3. Die den Presserat beschäftigende Frage ist also, ob die Ablehnung der Veröffentlichung der Duplik von Frau E. auf der Leserbriefseite durch die Redaktion des „Tages-Anzeiger” eine Verletzung der „Pflichten des Journalisten” darstellt, wo es heisst: „Er berichtigt jede von ihm veröffentlichte Meldung, deren materieller Inhalt sich ganz, oder teilweise als falsch erweist”. Ohne nun erneut zu beurteilen, ob der Inhalt sowohl der Leserbriefe (im Sinn von „Meldungen”) wie auch der Entgegnung von Frau E. nun „materieller” oder eben „meinungsäussernder” Art ist (und damit auch, ob Anspruch auf Gegendarstellung besteht beziehungsweise die Veröffentlichung eine Duplik in Form eines Leserbriefes als angebracht erscheinen würde), muss festgehalten werden, dass Leserbriefseiten dem sonst geltenden redaktionellen Verantwortungsbereich entzogen sind, ohne allerdings die zivil- und strafrechtliche Verantwortung der Redaktion auszuschliessen. Sinngemäss sind Leserbriefseiten ein „freies Tummelfeld” für Meinungen und Ansichten aus dem Leserkreis, Äusserungen, bei denen per Definitionen keine journalistischen Kriterien, schon gar nicht berufsethische, gelten können. Die Berufsethik des Journalisten besteht sogar darin, diesem Meinungsäusserungs-Forum möglichst wenig Grenzen zu setzen, um möglichst viele und unterschiedliche Reaktionen auf einen Artikel publik zu machen.

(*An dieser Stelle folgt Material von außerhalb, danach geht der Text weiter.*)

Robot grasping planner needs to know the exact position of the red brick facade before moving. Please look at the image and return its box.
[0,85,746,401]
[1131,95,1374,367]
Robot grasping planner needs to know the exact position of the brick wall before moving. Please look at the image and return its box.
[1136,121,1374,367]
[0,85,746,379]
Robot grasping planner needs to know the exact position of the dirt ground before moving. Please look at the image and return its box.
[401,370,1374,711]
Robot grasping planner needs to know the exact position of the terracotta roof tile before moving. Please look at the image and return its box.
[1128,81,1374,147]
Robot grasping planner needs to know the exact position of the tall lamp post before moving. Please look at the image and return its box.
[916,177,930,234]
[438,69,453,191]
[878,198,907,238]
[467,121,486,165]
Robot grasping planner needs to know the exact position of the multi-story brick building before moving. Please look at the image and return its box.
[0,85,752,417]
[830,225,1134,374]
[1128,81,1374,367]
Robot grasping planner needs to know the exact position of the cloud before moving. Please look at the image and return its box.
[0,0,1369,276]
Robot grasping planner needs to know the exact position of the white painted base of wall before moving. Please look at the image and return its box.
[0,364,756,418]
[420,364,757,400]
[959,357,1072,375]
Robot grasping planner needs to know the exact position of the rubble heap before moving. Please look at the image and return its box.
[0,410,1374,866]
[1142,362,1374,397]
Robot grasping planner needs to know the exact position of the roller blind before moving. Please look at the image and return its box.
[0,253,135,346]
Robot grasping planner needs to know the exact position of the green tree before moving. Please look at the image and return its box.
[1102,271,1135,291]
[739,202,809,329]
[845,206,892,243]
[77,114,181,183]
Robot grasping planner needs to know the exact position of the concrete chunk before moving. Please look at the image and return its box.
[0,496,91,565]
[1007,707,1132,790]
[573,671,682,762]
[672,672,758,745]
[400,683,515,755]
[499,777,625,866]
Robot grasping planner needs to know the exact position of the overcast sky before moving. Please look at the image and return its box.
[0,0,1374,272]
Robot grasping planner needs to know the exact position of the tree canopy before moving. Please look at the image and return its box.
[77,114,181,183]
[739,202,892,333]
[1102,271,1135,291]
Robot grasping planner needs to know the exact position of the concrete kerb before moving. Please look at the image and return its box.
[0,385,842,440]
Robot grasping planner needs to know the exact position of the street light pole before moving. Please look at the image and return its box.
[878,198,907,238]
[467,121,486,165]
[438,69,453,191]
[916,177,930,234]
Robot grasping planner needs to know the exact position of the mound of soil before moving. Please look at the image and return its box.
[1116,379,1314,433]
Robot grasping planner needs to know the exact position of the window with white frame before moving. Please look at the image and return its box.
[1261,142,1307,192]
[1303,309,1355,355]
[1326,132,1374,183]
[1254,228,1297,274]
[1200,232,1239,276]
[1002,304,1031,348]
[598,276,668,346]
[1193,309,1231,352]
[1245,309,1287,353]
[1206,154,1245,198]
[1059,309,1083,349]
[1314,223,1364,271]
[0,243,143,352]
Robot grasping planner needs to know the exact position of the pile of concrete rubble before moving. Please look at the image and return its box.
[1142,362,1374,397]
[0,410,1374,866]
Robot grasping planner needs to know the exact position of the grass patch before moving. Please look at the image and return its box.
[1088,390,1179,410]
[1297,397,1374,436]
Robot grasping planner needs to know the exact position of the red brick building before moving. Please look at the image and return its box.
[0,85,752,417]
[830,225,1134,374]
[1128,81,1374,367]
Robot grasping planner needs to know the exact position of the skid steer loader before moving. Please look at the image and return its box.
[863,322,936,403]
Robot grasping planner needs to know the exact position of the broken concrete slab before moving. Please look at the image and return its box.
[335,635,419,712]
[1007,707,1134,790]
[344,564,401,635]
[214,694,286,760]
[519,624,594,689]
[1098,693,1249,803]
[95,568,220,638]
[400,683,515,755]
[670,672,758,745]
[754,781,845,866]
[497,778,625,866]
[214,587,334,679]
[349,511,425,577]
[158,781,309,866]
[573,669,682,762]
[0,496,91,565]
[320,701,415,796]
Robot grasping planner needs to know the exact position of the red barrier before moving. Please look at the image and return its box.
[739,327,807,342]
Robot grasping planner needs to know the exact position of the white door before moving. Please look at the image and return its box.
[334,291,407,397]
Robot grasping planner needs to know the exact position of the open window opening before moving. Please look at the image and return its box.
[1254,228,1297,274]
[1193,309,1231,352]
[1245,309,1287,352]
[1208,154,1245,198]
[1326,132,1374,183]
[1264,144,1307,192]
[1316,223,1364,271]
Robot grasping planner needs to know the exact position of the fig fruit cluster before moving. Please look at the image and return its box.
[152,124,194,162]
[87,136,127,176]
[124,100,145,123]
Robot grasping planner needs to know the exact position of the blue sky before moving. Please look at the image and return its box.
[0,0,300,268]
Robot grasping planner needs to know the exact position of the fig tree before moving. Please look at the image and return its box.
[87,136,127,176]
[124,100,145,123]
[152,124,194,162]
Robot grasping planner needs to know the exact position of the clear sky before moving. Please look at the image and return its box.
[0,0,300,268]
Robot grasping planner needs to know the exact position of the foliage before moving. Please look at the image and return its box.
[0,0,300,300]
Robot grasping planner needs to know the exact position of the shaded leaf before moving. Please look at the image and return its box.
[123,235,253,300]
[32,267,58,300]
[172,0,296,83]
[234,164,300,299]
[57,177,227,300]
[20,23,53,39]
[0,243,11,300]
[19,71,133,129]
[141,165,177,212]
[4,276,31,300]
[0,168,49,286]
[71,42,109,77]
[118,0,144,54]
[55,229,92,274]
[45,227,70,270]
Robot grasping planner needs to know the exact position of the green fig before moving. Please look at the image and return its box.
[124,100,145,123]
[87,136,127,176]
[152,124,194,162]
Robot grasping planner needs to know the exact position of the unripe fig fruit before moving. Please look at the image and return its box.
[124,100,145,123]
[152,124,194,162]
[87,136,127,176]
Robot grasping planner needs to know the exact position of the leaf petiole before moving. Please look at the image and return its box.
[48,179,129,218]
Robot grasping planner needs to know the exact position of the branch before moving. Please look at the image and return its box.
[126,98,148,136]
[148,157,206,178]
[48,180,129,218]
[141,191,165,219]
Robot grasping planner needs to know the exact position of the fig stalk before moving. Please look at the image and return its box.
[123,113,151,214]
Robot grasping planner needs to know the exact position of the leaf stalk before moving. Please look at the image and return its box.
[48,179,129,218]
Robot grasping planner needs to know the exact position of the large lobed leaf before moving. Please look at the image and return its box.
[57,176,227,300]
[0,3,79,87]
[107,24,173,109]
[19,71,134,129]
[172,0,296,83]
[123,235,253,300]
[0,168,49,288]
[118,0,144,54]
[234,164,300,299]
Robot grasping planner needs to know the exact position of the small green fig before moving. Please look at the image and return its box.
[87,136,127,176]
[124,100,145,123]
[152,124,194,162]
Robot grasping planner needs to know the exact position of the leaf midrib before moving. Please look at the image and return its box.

4. Jede Zeitung sollte allerdings nach Meinung des Presserates „Spielregeln” für die Leserbriefseite aufstellen, die in regelmässigen Abständen publiziert und den Autoren be
kanntgegeben werden, die mit Beiträgen zu Themen beauftragt werden, die absehbar und gewünscht Reaktionen aus der Leserschaft provozieren (wie dies in diesem Fall sicherlich zutrifft). Solche „Spielregeln” müssten auch die Frage der Möglichkeit der Replik/Duplik sowohl des Autors/der Autorin wie von Drittpersonen klar festlegen. Dabei bleibt offen, ob eine Zeitung solche Repliken und Dupliken generell oder unter bestimmten Umständen zulässt oder generell ausschliesst; wichtig ist lediglich die Gleichbehandlung aller. Unangetastet bleibt auch das Recht der Redaktion, über die Veröffentlichung von Leserbriefen in eigener Verantwortung aufgrund der gesetzlichen Kriterien, gegebener Umstände (wie Platzangebot, Form eines Leserbriefs oder Berücksichtigung möglichst vieler divergierender Stellungnahmen) und eben gemäss erstellter „Spielregeln” zu entscheiden beziehungsweise Kürzungen vorzunehmen.

III. Feststellungen

Aus diesen Gründen hält der Presserat fest:

In Berücksichtigung dieser Überlegungen und in Ermangelung einer die „Erklärung der Pflichten und Rechte des Journalisten” beschlagenden Problemstellung tritt der Presserat nicht materiell beziehungsweise im Sinne eines Entscheides oder einer Stellungnahme (die A.E. in ihrem Schreiben vom 24. Januar auch ausdrücklich für „nicht nötig” halten) auf Ihre Eingabe ein. Er bringt jedoch zum Ausdruck, dass in diesem Fall die Regelung einer Erwiderung auf Leserbriefe der Autorin des die Reaktionen auslösenden Beitrages nicht von vornherein klar war und die zuständige Redaktion des „Tages-Anzeigers” erst anlässlich ihres Begehrens auf Erwiderung (Duplik bezw. Gegendarstellung) die Argumente für die Ablehnung der Publikation nannte. Darin vermag der Presserat eine Unterlassung der „Tages-Anzeiger”-Redaktion zu sehen. Durch Kopie des den Sachverhalt erklärenden Schreibens an A.E. an die Redaktion des „Tages-Anzeigers” und durch Aufnahme dieses Schreibens in die Sammlung der Stellungnahmen und Entscheide des Presserates macht er die hier betroffenen Redaktion und alle Zeitungsredaktionen auf die Zweckmässigkeit von klaren Regelungen der Behandlung von Leserbriefen (auch gerade als Erwiderung auf Leserbriefe) aufmerksam, Regelungen, die der Leserschaft einer Zeitung in regelmässigen Abständen, in Fällen von Beiträgen, welche die Diskussion der Leser förmlich suchen, auch den betreffenden Autoren/Autorinnen vorgängig zur Kenntnis gebracht werden sollten.